Therapy, Therapy, Therapy

It looks like I'm going to have to put off my research on the Baltic island of Usedom until September, which is ok, because by then, most of the tourists will be back to work.  The hand is doing great, doctor Von Glinski was surprised by both the strength and dexterity.  It still has a long way to go, but I'm a tough old bird.  The CT scan (CAT scan in American) showed a coupled of banged up discs in the lower back, which is not unusual for somebody who's banged canoes off of rocks, shoulders off of trees, and skied through strip mines for most of his adult life.  No injections, operations, or anything else intrusive. Just 10 more sessions of back training and massage.  The guy I've been working with is good, so I'm cool with it.

Glinski, however, has advised me to buy a bicycle, as did Dr. Eckhorst, and my friend Klaus, who's a retired MD.  Glinski's been to Usedom and says it's a great place for biking.  I like the idea, I'll be able to cover a lot more ground in my explorations.  It's 28 km from Usedom (the town) to the Polish border, along the Via Baltica, which is one of the Northern routes of the St. James Way (Jakobsweg), which fits another dimension of my research and gives the Yellow House a subplot of interesting and mystical proportions! 

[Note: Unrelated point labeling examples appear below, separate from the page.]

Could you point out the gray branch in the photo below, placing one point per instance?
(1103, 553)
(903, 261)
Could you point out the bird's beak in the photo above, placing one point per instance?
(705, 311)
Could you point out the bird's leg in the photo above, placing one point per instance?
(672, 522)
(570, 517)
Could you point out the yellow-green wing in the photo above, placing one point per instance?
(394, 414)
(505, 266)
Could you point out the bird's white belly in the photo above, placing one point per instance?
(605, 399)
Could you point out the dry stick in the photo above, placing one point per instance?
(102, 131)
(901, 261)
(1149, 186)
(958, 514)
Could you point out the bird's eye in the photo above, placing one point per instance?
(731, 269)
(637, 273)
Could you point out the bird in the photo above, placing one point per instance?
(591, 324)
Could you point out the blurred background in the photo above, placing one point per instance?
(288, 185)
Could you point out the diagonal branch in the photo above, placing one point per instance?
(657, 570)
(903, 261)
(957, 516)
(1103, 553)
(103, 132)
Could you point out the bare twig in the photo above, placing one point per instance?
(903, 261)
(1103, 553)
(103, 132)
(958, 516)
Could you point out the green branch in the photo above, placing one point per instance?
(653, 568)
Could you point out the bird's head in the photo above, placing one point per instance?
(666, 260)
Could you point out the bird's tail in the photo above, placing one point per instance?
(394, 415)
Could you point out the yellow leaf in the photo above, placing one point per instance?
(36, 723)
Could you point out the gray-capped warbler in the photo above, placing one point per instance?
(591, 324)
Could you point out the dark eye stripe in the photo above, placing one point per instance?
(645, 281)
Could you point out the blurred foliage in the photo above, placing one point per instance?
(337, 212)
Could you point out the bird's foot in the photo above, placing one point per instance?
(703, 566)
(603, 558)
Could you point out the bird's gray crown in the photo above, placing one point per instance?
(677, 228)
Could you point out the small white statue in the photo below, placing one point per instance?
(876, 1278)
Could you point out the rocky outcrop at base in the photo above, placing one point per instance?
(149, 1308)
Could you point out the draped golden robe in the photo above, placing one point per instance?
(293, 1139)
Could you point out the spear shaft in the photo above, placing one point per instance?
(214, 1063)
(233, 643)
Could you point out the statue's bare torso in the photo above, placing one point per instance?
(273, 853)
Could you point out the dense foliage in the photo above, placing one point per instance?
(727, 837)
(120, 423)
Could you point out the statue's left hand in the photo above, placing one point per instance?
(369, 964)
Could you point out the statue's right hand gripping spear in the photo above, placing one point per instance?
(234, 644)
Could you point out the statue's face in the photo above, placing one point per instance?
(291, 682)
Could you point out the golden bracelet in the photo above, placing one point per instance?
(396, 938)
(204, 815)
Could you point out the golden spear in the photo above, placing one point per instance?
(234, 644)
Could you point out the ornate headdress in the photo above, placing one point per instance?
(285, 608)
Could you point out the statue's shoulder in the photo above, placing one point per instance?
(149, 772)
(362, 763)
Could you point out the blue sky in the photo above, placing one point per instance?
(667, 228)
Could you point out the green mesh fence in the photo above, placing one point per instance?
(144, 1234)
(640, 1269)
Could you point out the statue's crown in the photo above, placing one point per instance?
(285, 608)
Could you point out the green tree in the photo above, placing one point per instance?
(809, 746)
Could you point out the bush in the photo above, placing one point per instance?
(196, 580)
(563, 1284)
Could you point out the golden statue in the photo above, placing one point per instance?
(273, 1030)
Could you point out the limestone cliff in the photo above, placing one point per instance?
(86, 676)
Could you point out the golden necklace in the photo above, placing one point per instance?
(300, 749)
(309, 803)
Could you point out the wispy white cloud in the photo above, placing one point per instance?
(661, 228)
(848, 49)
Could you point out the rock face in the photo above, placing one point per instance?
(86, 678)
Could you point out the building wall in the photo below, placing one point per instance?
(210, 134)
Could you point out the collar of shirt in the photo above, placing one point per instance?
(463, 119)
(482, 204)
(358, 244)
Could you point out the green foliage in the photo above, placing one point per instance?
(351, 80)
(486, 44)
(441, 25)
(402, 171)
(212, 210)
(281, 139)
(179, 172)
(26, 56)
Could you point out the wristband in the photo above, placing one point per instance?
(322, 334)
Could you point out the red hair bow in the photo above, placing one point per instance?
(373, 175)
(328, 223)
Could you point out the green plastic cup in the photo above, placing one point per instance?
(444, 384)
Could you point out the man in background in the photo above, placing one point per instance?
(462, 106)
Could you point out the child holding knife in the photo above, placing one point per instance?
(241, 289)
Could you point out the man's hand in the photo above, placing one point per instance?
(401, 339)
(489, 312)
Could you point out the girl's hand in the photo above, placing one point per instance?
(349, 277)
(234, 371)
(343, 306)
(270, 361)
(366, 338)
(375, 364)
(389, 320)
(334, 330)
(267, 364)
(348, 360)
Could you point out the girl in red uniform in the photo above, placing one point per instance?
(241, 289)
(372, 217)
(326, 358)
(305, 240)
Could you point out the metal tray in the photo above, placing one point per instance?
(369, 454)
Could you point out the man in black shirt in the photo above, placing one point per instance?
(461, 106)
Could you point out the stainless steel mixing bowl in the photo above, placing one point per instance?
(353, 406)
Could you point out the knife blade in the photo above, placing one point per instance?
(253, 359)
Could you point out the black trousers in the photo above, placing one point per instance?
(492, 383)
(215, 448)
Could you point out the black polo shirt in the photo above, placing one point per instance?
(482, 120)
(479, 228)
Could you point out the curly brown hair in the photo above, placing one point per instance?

Being, Nothingness, and the Clinic Across from the Arbeitsamt

I'm reading Sartre's "Being and Nothingness" for the fourth or fifth time, or, I should say, trying to read it.  It has always given me a headache.  It's a definitive work on twentieth century existentialism, but it doesn't really appeal to the zenman in me.  The intellectual persona, however, insists.

Ive got hand therapy this afternoon, followed by computer thermography on the leg to find out what I pulled, pushed, or otherwise knocked out of alignment a few years back.  The neurologist and the neurosurgeon are both of the opinion it can be fixed with therapy without an operation.  We'll soon know.